1) The 111th Congress did not pass Cap & Trade. I have seen this meme appear on other right-leaning blogs as well, which makes me wonder whence it is coming. In any case, this claim is false. You can, as they say, look it up. The House passed HR 2454 (the American Clean Energy and Security Act of 2009), but the bill went nowhere in the Senate, and I do not think that the House can, all by itself, qualify as "the 111th Congress," especially given that this bill would certainly have required at least one round in conference committee before it could ever reach the President's desk anyway (that is to say, the text of HR 2454 was never going to become law).

2) The "sweeping" nature of the new environmental regulations was very much in the eye of the beholder. One could, just as objectively, style these regulatory changes as "slight."

3) The "massive overhaul" of the nation's health insurance system was done entirely according to right-wing models. The plan that was enacted was essentially the same as the plan that the Senate Republicans offered as an alternative to Pres. Clinton's proposed reforms in 1993 and the plan that (Republican) Gov. Romney enacted in Massachusetts.
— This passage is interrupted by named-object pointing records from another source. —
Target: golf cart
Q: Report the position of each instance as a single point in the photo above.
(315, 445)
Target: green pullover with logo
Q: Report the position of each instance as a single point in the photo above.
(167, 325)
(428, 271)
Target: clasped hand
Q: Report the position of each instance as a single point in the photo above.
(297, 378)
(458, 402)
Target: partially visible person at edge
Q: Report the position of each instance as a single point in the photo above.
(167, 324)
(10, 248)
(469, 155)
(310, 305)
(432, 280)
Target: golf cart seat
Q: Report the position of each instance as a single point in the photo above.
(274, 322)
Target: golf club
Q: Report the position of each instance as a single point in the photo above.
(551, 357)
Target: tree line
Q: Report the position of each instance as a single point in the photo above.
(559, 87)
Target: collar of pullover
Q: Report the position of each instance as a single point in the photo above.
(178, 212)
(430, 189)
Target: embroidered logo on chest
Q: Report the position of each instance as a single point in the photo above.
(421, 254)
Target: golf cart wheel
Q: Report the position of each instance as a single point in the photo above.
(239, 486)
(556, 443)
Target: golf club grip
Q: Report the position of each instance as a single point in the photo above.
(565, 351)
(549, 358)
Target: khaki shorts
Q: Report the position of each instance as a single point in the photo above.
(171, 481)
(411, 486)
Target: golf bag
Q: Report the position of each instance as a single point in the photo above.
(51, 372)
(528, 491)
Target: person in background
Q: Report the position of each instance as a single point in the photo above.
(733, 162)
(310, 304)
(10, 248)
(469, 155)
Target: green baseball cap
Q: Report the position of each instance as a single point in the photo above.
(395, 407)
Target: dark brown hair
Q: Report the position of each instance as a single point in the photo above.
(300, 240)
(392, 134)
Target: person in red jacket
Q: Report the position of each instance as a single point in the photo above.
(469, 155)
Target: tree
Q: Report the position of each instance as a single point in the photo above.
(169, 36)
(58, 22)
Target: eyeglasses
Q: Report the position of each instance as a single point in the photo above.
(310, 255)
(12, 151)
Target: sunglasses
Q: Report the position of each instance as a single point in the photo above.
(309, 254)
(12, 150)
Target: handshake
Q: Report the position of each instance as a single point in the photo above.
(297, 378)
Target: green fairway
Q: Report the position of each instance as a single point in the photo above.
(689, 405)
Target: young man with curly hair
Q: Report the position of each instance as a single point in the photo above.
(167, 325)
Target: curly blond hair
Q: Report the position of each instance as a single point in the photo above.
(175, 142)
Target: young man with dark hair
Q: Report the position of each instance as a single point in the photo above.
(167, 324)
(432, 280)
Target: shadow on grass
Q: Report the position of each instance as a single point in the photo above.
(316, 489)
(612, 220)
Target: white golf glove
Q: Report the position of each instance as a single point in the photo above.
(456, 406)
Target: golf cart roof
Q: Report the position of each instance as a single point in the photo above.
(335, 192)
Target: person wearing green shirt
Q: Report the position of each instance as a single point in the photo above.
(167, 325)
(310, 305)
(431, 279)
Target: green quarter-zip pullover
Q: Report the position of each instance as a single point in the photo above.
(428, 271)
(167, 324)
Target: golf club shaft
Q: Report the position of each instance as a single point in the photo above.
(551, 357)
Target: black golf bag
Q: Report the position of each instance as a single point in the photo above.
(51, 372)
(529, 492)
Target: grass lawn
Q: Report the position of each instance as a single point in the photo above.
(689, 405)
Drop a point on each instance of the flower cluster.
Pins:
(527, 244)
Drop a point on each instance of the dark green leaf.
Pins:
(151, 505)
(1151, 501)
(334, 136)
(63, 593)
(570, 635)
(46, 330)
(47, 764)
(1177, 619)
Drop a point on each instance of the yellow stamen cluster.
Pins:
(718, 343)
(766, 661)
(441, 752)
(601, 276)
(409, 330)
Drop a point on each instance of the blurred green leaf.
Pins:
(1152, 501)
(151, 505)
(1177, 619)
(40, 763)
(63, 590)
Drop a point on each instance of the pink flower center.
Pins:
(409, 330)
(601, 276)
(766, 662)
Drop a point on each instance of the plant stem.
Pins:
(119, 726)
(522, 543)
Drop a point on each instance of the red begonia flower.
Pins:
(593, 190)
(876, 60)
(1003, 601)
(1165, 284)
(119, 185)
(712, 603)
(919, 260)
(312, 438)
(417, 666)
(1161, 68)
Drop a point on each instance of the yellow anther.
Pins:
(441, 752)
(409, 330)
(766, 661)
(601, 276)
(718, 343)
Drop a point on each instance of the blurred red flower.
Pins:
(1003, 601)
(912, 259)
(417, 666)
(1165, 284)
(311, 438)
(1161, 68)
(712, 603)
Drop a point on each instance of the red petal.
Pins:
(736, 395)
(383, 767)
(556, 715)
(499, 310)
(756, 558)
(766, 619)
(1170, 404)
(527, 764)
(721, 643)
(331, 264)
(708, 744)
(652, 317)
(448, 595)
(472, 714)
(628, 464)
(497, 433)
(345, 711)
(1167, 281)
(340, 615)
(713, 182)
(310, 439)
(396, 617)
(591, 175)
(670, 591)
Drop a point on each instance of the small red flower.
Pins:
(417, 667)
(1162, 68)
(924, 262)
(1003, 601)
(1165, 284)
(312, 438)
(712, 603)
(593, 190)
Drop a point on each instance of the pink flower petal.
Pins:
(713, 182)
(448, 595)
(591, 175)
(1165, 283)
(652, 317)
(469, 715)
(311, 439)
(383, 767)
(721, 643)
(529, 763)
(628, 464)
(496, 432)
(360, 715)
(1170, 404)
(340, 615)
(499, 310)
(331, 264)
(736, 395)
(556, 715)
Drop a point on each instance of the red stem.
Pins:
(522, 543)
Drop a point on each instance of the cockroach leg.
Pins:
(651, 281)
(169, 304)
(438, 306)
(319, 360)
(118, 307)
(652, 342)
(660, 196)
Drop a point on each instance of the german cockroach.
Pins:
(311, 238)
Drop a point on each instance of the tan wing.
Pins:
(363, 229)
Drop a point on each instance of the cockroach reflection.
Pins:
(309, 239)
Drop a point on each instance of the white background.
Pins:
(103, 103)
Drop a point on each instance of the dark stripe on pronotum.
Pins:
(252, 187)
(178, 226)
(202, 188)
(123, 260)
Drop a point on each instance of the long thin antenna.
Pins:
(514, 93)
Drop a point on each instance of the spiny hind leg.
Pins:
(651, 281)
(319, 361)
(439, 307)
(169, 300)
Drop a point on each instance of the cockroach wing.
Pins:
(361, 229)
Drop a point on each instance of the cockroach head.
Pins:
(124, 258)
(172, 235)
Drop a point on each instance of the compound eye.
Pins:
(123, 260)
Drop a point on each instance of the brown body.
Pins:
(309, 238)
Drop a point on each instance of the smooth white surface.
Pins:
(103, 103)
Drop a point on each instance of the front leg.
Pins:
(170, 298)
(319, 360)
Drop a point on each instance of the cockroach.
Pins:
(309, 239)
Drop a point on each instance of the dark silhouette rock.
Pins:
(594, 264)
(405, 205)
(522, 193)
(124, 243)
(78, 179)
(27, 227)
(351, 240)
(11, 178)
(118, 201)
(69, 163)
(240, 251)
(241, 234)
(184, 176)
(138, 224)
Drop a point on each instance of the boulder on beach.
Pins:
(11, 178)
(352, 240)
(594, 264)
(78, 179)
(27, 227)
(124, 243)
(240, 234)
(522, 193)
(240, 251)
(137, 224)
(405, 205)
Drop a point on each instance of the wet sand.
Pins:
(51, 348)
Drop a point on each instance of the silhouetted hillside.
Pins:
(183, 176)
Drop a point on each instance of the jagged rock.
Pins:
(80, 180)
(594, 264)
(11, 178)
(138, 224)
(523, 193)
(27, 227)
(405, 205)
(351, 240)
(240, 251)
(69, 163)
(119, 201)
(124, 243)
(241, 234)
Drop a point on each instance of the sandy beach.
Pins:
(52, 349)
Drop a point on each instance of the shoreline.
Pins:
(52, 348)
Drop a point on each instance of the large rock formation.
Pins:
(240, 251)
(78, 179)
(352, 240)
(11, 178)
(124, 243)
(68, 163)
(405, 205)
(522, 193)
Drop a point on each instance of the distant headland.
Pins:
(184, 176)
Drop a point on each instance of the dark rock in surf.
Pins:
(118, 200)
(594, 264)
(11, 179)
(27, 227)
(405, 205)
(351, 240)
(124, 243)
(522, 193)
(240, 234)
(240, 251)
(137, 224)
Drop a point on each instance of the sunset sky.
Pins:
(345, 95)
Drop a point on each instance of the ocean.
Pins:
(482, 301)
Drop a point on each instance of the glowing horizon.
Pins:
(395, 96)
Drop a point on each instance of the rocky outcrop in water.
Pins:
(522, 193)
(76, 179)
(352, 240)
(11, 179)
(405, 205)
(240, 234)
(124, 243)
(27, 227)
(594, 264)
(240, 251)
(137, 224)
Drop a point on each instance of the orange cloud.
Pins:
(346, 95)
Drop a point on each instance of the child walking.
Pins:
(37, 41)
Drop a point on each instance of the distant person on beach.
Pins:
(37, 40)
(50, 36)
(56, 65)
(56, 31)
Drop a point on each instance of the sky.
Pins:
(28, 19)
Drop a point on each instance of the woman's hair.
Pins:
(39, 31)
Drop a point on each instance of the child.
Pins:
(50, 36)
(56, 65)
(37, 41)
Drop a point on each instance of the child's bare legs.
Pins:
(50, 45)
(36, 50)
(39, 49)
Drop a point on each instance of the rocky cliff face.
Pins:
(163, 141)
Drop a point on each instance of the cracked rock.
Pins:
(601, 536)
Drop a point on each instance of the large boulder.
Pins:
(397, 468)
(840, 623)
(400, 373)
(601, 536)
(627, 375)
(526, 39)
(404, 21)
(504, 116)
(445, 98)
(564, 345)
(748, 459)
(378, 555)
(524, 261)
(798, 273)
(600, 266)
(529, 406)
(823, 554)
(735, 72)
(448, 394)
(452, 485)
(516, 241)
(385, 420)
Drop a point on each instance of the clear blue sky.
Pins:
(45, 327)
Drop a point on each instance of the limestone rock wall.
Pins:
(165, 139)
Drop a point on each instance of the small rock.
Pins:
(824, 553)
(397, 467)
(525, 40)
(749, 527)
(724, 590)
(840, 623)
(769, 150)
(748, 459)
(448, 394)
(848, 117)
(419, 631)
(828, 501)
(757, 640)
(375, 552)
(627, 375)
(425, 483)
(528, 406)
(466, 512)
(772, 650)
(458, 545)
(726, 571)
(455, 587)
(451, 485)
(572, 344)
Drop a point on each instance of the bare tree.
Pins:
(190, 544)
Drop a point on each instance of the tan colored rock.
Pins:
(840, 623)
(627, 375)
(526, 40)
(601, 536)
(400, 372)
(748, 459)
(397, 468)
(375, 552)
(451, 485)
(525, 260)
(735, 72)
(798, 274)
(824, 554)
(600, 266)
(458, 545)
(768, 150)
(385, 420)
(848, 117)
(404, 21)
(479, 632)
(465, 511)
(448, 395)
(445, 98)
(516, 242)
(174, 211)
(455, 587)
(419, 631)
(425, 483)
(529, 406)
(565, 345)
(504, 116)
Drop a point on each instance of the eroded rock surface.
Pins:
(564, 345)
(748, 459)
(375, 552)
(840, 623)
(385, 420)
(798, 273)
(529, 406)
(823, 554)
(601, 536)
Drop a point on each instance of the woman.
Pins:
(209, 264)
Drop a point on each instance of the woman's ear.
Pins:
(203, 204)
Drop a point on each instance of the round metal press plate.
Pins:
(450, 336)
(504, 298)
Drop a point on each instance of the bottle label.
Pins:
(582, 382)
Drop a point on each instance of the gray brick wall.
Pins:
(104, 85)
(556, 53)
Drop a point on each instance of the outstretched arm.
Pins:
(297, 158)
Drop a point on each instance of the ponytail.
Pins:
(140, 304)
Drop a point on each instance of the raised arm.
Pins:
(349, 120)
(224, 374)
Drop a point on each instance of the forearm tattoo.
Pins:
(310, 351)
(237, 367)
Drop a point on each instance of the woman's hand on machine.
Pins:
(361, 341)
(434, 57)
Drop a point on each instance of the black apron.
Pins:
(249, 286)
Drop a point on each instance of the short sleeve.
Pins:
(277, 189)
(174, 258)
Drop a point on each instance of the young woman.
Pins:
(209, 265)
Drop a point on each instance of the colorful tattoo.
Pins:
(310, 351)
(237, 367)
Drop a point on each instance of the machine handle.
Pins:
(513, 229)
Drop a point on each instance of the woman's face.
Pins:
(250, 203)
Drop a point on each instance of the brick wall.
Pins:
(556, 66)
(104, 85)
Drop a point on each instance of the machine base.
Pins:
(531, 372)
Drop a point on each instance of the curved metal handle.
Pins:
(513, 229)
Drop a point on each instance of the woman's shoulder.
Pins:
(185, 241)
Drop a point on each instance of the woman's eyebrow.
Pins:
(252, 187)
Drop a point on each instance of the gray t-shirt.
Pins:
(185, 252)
Is it really surprising that the political left should be disappointed with a right-wing reform?

Meanwhile, I certainly agree with Anastasia Theodoridis' complaints about Guantanamo, Iraq & Afghanistan, but I do wonder whether these complaints are really germane to a discussion of the 111th Congress. It seems to me that these three failures belong more squarely on the President's record than on the Congress'. In the final analysis, it is the President who controls the armed forces, not the Congress, so it is the President more than the Congress who must be blamed for their misuse.

Anastasia Theodoridis said...

Yes, it is the President in whom I am disappointed.

Nothing Congress can do can disappoint me any more.

Anonymous said...

Healthcare will never be reformed; the trial lawyers can't sue the gov't in such a system, so the Dems will never truly want reform, and the insurance companies don't want it, so the Republicans don't really want reform.